When I start the next stage my gun has stopped shooting huge invisible explosions and has returned to pea-shooter mode.


The best part of Majyuuou is that when I shoot the zombies on the second level just right, their heads blow right off. They keep coming at me of course, and don't seem in any way impaired by having lost their heads, but it's the little things that count. By "just right" of course I mean "at all," because even if I shoot them in the feet by hopping just barely up from below, their heads still blow off on the first shot. This is one impressive firearm!

After I take a cargo elevator back up, I shoot a naked lady riding a California Raisin in the head until she explodes and leaves me a red gem. The red gem turns me into a moth/gargoyle who shoots little scythes, or, if I charge up, I can shoot suns. These massive tools of artillery are used in the next stage to destroy sunflowers and tiny fairies, which is not any joking matter, because sunflowers and fairies hate moth/gargoyles. There are caterpillars who can shoot laser beams at me, which is a skill that I had not realized caterpillars possessed, not even caterpillars birthed in the everlasting terror of the pit of Acheron. But I am a bad-ass so I can do cartwheels, which cancels out the lasers (obviously).
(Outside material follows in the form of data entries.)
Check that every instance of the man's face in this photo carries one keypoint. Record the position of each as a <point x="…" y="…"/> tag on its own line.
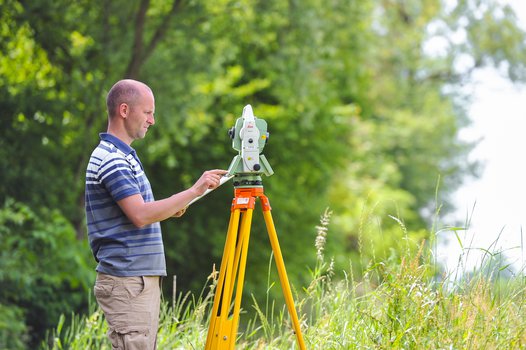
<point x="140" y="116"/>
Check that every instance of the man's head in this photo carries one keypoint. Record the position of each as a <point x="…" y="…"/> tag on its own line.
<point x="131" y="108"/>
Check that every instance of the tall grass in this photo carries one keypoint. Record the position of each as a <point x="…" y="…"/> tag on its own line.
<point x="400" y="303"/>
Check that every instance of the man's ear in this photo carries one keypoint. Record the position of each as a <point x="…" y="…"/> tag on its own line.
<point x="124" y="110"/>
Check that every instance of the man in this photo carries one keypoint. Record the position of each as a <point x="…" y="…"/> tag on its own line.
<point x="123" y="220"/>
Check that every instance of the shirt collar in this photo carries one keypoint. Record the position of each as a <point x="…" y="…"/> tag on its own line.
<point x="126" y="149"/>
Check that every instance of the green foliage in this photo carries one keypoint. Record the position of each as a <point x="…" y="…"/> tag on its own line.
<point x="43" y="271"/>
<point x="362" y="100"/>
<point x="398" y="304"/>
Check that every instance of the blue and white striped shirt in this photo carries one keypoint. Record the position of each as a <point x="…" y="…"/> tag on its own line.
<point x="121" y="249"/>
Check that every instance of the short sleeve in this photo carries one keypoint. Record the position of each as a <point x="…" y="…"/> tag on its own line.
<point x="116" y="175"/>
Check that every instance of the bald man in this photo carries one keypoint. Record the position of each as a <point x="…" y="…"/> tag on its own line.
<point x="123" y="219"/>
A later level on my quest to most stygian Gehenna takes place on top of a freight train, presumably because the hell-demons need to be well supplied with things like milk and Flamin' Hot Chee-tos. I fight atop this train after I have already morphed into the Green Goblin, which I did by slaughtering a giant Mode 7 eyeball in the level before this one.

Have I mentioned that, in general, I'm having a hard time of this? For a shape-shifting beefcake with a new pair of hi-top Keds I am surprisingly immobile, especially compared to the seemingly standard-issue red fireballs that nearly everything in this world seems to shoot at me. The enemies move way faster than I can and in my obligatory post-miniature-Cody forms I am a clumsy fat beast who cannot help but be damaged by all manner of projectiles. I also can't change the direction of my jump, which I guess adds some realism since I can't change the direction of my jump in real life. What I can do, however, is jump again in mid-air, which I guess makes a little sense in that it totally does not make any sense at all.

Other vexing grotesqueries that I encounter on my whirlwind journey to the infernal hellfires of jahannan:

  • Goddamned bats
  • Giant flying centipede

At the end of the game, after destroying a stupid, impossible boss, I am presented with a fascinating cutscene in which I read two lines of dialogue and then listen to the sound of me brutally murdering my own daughter with invisible bullets. The Internet says that there is a "good" ending, which you get if you collect the end-of-stage gems in a certain color order.

But for my money, any ending that culminates in my utter destruction of archfiend Mephistopheles in the abode of the damned and then the cold-blooded murder of the whiny girl that drug me through a relentless gauntlet of pigwidgeons, loup-garous, and flibbertigibbets all the way here to save her blonde-headed ass is the real Best Ending.


I am miniature Cody, King of Demons!